Castilleja, which historically hosted more than 90 special events per year, has been hoping for the city's permission to hold at least 70 under its new conditional use permits. After the Planning and Transportation Commission voted on April 20 to reduce the number to 55 (which includes the five "major events"), Castilleja attorney Mindie Romanowsky suggested in a letter that approving "anything lower than 70 would materially frustrate the educational and extracurricular experience, without any rational or legal justification."
The council majority also signaled that it's unlikely to approve Castilleja's request to gradually ramp up enrollment to 540, provided it meets the "no net new trips" requirement. Stone and Filseth both said they would support allowing Castilleja to get up to 450, consistent with the planning commission's April 20 recommendation. Additional increases could be approved in the future, once Castilleja proves that its transportation programs work, the council members reasoned.
Supporters of the project have maintained that it is unreasonable to require the school to return for new conditional use permits, particularly given the amount of time the current process has taken. Stone acknowledged the concerns from many residents regarding "not wanting to go through this hell again." But both he and DuBois said that future reviews could be much shorter because they won't involve campus reconstruction.
"A lot of comments have been made about how long this review has been," DuBois said. "When you put it in context, the school is asking for a lot. If this had been an application that met code, the process would have been very short."
Tanaka and Cormack were more sympathetic to Castilleja's proposal and recommended approving the school's plan to ramp up enrollment to 540 and to have 70 "special events" and five "major events" per year, consistent with what the Planning and Transportation Commission approved in 2020 (the commission changed its recommendation and went with a lower number on April 20 after the council ordered a fresh review of the project).
"I think the project before us is responsive to the concerns we've heard about trees, design, public art and a lot of other things that we haven't talked about yet," Cormack said.
Tanaka also said that it's time for the council to reach a verdict, which is something it wasn't able to do when it considered the proposal in March 2021. At that time, it recommended a new round of reviews and signaled general support for allowing Castilleja to build an underground garage, provided that it doesn't contain more than 50% of the school's required parking spaces.
"At some point we have to say, pencils down and move forward," Tanaka said.

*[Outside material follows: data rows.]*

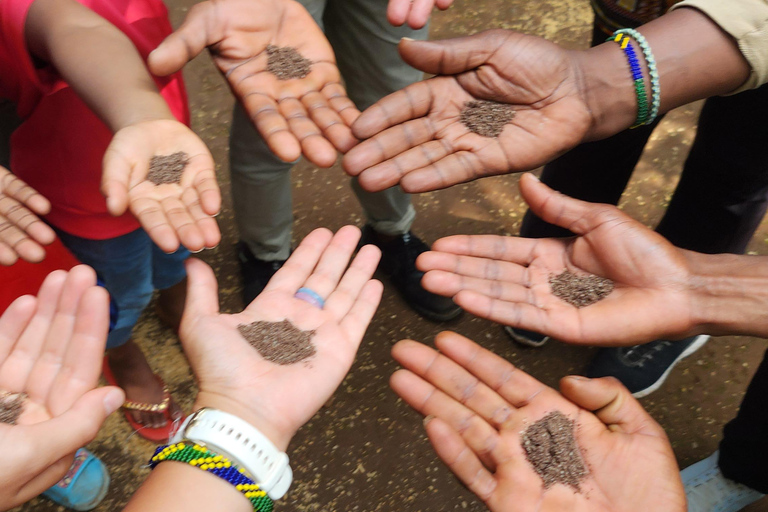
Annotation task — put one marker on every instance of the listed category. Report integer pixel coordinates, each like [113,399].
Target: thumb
[612,403]
[77,426]
[201,28]
[452,56]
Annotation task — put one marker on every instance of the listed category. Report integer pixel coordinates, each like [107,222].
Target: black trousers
[716,208]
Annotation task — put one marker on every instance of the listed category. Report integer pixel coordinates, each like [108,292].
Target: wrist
[278,436]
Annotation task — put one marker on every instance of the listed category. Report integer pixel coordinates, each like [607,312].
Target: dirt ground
[367,450]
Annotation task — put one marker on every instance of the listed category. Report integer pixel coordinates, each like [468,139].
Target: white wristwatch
[243,444]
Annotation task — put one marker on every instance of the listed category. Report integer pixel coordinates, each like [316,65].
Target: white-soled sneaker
[707,490]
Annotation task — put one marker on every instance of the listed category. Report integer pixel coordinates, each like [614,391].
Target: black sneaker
[527,338]
[256,273]
[398,262]
[643,368]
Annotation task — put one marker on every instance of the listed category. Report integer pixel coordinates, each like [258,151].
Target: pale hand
[234,377]
[415,12]
[51,348]
[22,233]
[477,404]
[172,214]
[416,138]
[309,115]
[506,279]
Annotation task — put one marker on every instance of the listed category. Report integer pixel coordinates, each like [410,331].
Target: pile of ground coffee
[11,406]
[550,446]
[167,168]
[279,342]
[580,291]
[286,63]
[486,118]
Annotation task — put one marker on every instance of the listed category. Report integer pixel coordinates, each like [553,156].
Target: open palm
[275,398]
[416,137]
[506,279]
[309,115]
[481,404]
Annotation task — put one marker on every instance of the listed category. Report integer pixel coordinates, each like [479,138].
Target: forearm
[695,58]
[729,293]
[97,60]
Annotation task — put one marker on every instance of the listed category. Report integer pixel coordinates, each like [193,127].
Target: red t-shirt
[58,149]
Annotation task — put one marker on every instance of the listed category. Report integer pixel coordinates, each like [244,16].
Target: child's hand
[415,12]
[170,213]
[21,232]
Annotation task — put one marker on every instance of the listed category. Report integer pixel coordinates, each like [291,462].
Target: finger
[453,56]
[577,216]
[410,103]
[182,223]
[612,403]
[200,29]
[152,218]
[266,117]
[333,262]
[329,121]
[514,385]
[357,275]
[420,12]
[14,321]
[313,145]
[453,380]
[202,292]
[397,11]
[465,464]
[301,263]
[360,315]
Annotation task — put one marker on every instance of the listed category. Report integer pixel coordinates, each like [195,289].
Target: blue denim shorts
[131,268]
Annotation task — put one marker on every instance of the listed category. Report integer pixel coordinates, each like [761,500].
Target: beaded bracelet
[637,77]
[202,458]
[652,70]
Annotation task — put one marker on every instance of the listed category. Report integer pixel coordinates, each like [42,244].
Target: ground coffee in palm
[279,342]
[580,291]
[286,63]
[486,118]
[11,406]
[167,168]
[550,446]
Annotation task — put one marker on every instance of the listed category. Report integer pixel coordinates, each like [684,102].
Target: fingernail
[113,401]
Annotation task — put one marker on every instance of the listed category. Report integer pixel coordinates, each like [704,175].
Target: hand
[51,348]
[22,233]
[477,405]
[417,138]
[235,378]
[310,115]
[171,214]
[506,279]
[416,13]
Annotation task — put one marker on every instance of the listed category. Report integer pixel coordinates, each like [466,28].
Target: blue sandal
[85,484]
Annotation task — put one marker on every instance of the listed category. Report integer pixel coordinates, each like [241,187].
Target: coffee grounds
[279,342]
[11,406]
[286,63]
[486,118]
[167,168]
[551,448]
[580,291]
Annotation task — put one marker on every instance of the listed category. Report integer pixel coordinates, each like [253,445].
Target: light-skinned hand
[172,214]
[22,233]
[415,136]
[51,348]
[477,405]
[506,279]
[234,377]
[415,12]
[311,115]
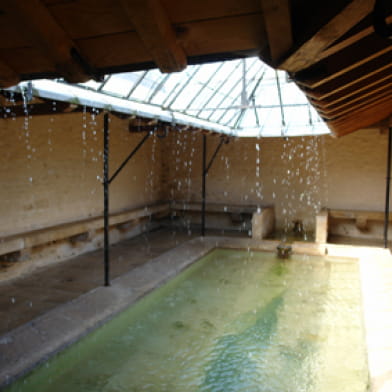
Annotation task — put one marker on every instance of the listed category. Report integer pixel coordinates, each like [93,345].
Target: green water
[234,321]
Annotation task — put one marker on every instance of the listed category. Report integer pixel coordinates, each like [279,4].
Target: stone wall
[298,175]
[51,170]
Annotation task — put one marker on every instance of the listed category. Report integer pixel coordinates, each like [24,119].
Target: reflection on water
[235,321]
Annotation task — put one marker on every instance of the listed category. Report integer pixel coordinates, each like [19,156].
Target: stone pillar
[321,232]
[263,223]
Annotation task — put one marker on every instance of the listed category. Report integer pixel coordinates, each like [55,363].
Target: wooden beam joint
[157,33]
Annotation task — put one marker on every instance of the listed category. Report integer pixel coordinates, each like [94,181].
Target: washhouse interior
[195,196]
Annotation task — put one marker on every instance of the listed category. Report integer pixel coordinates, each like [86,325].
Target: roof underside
[238,97]
[338,52]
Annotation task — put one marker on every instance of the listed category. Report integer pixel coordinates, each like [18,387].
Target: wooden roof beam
[157,33]
[356,104]
[8,77]
[43,31]
[352,78]
[351,39]
[310,51]
[373,82]
[373,114]
[277,20]
[342,62]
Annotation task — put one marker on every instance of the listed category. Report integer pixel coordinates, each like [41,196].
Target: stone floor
[25,298]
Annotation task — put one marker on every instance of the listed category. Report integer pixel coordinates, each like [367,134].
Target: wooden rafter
[41,29]
[277,21]
[362,87]
[345,61]
[7,76]
[158,35]
[352,78]
[373,114]
[350,40]
[357,104]
[310,51]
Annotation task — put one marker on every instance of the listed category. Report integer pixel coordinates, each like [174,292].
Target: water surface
[234,321]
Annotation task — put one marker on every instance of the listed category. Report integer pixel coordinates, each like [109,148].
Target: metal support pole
[386,217]
[203,191]
[106,195]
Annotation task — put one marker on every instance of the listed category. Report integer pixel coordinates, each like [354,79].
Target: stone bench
[361,220]
[76,231]
[262,219]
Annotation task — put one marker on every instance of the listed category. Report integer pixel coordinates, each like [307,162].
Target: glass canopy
[240,97]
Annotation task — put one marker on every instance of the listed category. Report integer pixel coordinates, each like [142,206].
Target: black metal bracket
[205,170]
[106,182]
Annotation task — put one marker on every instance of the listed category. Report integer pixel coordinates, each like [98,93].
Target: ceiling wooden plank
[345,61]
[308,53]
[42,30]
[373,114]
[346,80]
[356,104]
[277,19]
[351,39]
[8,77]
[234,35]
[373,82]
[157,33]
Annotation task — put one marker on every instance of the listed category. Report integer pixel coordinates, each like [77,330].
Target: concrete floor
[25,298]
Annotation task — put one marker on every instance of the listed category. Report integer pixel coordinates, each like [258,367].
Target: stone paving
[25,298]
[55,289]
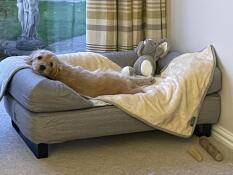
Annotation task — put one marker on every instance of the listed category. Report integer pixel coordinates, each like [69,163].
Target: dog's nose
[42,67]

But the rest of his colleagues made it clear that Castilleja will have to make further compromises before it could win approval. Kou suggested that the council come up with a "maximum buildout" for Castilleja to prevent further expansions. She and DuBois also both alluded to Castilleja's violation of the enrollment cap in 2013 and argued that any growth plan should include enforcement mechanisms.
"At this time, we do need to move forward and come to a solution and resolve this matter and let the healing process with this community start," Kou said.
The council will attempt to craft a solution on June 6, at which point it will likely add further conditions to discourage driving and parking in nearby neighborhoods. Nanci Kauffman, head of school at Castilleja, said after the hearing that she is very grateful to all the supporters who came out to speak in favor of the school's proposal and to the council for its hard work on reviewing the application. The project, she said, is "in the right place."
"I'll always stand by having as many students as possible at the school," Kauffman said. "Let's hear what else they want to include."